In human, uncontrolled pathogenic responses of IL-17+ cells are linked to various autoimmunity such as multiple sclerosis, Colitis and even autism whereas defective IL-17+ cells impairs protective immunity against infection by bacteria and fungus. IL-17 is produced from both adaptive Th17 cells and innate lymphocytes that contribute to immune responses at different phases. Effective control of the scale of Th17 responses is thus critical for treatment of above immune dysfunction. SRC1 and SRC3 are the functional co-factors for RORt, the essential transcription factor controlling Th17 function. Currently, poor understanding of the mechanisms responsible for the function of these co-factors prevents the development of potent clinical treatments to boost protective Th17 immunity against infection and repress pathogenic immunity responsible for autoimmunity. The objective of this proposal is to determine the role of SRC1 and SRC3 in the regulation of T cell-mediated immunity. Our proposed study will lay the foundation for understanding the fundamental role of SRC1 and SRC3 in adaptive T cells and innate lymphocytes, which will facilitate the development of specific and effective immunomodulatory therapies to boost protective immunity and suppress pathogenic IL-17+ cell- mediated autoimmunity.

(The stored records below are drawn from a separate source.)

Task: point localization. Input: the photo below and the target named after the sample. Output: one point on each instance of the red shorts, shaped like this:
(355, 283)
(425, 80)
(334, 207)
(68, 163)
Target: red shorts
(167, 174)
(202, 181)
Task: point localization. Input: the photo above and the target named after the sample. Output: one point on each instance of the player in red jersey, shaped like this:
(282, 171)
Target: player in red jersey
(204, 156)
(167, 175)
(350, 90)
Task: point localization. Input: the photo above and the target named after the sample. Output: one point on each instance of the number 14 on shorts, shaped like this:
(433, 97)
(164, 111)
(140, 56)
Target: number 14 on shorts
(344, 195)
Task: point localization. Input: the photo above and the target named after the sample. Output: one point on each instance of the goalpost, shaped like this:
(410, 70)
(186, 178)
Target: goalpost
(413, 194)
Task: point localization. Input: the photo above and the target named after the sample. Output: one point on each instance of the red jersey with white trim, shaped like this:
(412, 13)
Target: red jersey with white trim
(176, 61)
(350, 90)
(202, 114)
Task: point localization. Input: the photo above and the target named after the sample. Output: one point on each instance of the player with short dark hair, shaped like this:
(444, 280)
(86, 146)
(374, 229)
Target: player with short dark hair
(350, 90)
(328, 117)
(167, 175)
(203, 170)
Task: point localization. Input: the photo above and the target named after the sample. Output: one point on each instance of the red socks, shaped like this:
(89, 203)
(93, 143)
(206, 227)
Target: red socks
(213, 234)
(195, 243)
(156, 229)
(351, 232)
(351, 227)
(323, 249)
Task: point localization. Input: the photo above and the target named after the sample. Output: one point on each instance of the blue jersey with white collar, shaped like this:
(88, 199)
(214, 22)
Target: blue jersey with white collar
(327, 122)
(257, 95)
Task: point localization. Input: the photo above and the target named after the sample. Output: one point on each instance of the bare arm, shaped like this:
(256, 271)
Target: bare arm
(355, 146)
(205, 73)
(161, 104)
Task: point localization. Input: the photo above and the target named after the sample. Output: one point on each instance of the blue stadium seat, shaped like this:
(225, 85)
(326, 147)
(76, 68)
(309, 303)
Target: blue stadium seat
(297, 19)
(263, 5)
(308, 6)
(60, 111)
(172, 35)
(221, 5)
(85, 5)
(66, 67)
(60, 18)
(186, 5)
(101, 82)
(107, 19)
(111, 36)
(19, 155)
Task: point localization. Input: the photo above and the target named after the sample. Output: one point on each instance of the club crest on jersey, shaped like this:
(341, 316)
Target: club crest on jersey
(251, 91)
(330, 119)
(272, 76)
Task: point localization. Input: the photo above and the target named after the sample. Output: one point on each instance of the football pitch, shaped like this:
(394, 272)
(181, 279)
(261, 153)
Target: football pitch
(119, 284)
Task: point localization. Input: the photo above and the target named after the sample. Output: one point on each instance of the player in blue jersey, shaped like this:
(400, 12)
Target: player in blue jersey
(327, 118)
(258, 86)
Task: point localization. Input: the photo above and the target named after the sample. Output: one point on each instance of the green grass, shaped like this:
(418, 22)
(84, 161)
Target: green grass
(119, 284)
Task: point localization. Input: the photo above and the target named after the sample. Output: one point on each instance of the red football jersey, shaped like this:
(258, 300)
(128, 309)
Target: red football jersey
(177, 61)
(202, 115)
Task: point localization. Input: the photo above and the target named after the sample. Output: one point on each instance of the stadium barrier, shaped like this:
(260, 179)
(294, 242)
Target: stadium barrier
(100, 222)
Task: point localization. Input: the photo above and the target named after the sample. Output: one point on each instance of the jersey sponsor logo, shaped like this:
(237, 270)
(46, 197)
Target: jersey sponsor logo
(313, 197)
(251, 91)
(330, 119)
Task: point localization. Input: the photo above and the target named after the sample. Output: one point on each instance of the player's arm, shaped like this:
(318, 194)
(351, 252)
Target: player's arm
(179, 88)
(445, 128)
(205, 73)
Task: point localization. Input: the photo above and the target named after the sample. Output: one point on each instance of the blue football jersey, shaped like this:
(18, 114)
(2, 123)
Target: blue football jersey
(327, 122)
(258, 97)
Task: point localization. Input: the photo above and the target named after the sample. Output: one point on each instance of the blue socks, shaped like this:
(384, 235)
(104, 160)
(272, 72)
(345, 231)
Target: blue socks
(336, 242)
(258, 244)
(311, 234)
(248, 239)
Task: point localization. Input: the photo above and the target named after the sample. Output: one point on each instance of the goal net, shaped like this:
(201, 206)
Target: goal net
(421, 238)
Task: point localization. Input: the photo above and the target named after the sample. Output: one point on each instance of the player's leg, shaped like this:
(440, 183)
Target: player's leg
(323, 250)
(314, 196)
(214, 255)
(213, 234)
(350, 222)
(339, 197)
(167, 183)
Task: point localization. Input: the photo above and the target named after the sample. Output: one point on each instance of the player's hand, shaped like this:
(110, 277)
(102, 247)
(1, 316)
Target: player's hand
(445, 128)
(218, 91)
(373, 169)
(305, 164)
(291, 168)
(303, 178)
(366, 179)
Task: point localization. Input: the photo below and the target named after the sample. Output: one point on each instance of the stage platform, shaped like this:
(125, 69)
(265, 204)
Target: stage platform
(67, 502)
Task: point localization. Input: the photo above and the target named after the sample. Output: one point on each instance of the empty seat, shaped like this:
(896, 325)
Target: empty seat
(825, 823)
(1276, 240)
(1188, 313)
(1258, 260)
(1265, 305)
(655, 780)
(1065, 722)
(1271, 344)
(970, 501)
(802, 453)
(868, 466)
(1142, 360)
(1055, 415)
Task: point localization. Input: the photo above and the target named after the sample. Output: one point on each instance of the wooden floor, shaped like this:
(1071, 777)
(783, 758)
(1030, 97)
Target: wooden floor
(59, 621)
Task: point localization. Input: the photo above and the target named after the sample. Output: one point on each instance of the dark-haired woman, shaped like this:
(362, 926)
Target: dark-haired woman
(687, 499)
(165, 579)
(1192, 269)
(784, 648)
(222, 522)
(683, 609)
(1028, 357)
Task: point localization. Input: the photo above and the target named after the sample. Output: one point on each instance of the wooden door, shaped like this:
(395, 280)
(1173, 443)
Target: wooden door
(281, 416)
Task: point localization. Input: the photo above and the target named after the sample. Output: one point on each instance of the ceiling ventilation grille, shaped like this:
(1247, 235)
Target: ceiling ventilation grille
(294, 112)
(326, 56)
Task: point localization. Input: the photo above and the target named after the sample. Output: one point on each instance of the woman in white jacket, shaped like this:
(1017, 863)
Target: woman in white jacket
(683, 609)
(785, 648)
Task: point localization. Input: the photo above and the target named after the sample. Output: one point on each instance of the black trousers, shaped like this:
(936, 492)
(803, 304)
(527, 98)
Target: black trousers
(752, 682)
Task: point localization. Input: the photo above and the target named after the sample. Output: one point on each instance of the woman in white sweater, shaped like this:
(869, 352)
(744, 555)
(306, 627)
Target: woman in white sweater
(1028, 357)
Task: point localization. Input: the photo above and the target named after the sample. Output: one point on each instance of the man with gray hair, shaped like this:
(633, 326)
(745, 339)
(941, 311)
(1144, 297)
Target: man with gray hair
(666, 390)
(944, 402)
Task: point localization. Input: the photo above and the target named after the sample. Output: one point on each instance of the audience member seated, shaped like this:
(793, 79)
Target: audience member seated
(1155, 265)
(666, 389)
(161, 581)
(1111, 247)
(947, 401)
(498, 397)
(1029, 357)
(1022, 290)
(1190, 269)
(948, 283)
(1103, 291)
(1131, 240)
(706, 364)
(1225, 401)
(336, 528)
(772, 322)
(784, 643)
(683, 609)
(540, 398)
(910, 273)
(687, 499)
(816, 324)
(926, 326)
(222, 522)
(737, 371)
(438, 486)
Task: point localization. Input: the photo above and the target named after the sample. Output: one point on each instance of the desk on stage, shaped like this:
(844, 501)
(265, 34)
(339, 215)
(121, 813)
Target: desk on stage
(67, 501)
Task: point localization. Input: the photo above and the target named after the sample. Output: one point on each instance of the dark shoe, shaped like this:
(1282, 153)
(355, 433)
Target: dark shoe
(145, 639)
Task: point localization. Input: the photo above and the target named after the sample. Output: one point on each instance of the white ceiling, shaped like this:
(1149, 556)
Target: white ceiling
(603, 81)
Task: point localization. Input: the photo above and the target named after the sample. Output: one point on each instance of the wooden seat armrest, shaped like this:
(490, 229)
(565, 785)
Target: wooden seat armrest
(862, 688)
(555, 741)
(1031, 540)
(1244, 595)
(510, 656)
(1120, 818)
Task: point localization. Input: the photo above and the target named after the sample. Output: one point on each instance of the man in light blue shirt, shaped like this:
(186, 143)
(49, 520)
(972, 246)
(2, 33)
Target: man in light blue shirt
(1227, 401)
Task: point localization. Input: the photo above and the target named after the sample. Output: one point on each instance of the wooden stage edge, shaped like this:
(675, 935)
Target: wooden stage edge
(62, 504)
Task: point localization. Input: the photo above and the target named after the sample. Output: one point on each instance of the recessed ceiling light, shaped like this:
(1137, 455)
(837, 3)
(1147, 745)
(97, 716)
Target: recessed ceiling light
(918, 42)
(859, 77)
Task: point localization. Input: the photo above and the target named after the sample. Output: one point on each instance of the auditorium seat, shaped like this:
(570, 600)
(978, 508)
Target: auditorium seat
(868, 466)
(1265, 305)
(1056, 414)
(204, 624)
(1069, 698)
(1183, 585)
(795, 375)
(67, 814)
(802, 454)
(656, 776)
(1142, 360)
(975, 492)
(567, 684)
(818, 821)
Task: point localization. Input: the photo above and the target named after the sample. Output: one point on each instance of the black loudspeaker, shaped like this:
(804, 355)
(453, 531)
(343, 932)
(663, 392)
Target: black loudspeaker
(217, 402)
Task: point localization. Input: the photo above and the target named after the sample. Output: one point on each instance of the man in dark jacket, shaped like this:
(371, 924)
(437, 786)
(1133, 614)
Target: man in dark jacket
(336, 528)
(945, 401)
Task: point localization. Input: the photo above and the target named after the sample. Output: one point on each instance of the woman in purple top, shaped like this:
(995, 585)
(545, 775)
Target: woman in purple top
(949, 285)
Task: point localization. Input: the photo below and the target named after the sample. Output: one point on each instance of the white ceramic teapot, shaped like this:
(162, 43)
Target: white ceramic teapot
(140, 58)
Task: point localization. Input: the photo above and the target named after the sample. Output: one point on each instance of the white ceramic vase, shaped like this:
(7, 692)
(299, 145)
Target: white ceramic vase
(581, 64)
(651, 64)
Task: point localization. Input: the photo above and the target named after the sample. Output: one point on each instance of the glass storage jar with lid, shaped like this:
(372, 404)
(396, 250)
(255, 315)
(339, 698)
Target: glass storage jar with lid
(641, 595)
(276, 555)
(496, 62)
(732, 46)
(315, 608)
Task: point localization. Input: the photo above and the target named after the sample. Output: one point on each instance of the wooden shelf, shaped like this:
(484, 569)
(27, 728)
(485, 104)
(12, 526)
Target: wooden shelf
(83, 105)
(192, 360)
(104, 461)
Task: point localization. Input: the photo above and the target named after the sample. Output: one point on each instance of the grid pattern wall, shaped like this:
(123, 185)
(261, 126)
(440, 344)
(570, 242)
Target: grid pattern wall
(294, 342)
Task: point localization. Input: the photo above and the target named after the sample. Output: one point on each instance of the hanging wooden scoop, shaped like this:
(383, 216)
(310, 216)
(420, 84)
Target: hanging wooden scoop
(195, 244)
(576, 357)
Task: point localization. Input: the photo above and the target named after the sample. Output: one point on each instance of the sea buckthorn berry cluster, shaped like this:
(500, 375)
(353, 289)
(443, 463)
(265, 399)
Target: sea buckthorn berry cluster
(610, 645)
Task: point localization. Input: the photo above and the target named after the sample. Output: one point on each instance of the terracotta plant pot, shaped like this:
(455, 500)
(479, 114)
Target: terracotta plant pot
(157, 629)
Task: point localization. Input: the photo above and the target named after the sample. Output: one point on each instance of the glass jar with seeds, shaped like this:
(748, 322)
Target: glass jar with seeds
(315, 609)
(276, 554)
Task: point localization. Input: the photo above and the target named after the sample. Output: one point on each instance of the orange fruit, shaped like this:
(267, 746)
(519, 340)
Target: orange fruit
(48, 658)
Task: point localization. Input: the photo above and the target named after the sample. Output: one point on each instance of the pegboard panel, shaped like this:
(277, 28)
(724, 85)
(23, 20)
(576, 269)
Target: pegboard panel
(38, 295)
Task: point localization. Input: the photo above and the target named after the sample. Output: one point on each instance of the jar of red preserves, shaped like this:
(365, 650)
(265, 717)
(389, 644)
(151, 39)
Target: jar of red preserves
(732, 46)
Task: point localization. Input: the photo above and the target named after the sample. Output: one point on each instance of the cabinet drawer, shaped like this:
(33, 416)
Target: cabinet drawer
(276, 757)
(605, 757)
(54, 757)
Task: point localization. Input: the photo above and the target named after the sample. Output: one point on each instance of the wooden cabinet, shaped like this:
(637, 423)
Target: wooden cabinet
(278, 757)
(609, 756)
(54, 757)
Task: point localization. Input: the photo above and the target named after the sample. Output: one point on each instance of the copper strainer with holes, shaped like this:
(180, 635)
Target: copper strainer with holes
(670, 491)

在人类中，IL-17+细胞的不受控制的致病反应与各种自身免疫有关 如多发性硬化症、结肠炎甚至自闭症，而IL-17+细胞缺陷会损害 对细菌和真菌感染的保护性免疫。IL-17是由这两种物质生产的 适应性Th17细胞和先天淋巴细胞在不同时期对免疫反应的贡献 阶段。因此，有效控制Th17反应的规模是治疗上述疾病的关键 免疫功能障碍。Src1和src3是RoRt的功能性辅助因子，是必需的 控制Th17功能的转录因子。目前，对这些机制的了解很少。 对这些辅助因子的功能负责，可防止临床发生强有力的疾病 提高Th17细胞抗感染保护性免疫和抑制致病免疫的治疗方法 对自身免疫力负责。这项建议的目标是确定SRC1的作用 和SRC3在调节T细胞免疫中的作用。我们建议的研究将为 了解SRC1和SRC3在适应性T细胞中的基础作用 先天淋巴细胞，这将促进发育的特异性和有效性 提高保护性免疫和抑制致病性IL-17+细胞的免疫调节疗法- 介导性自身免疫。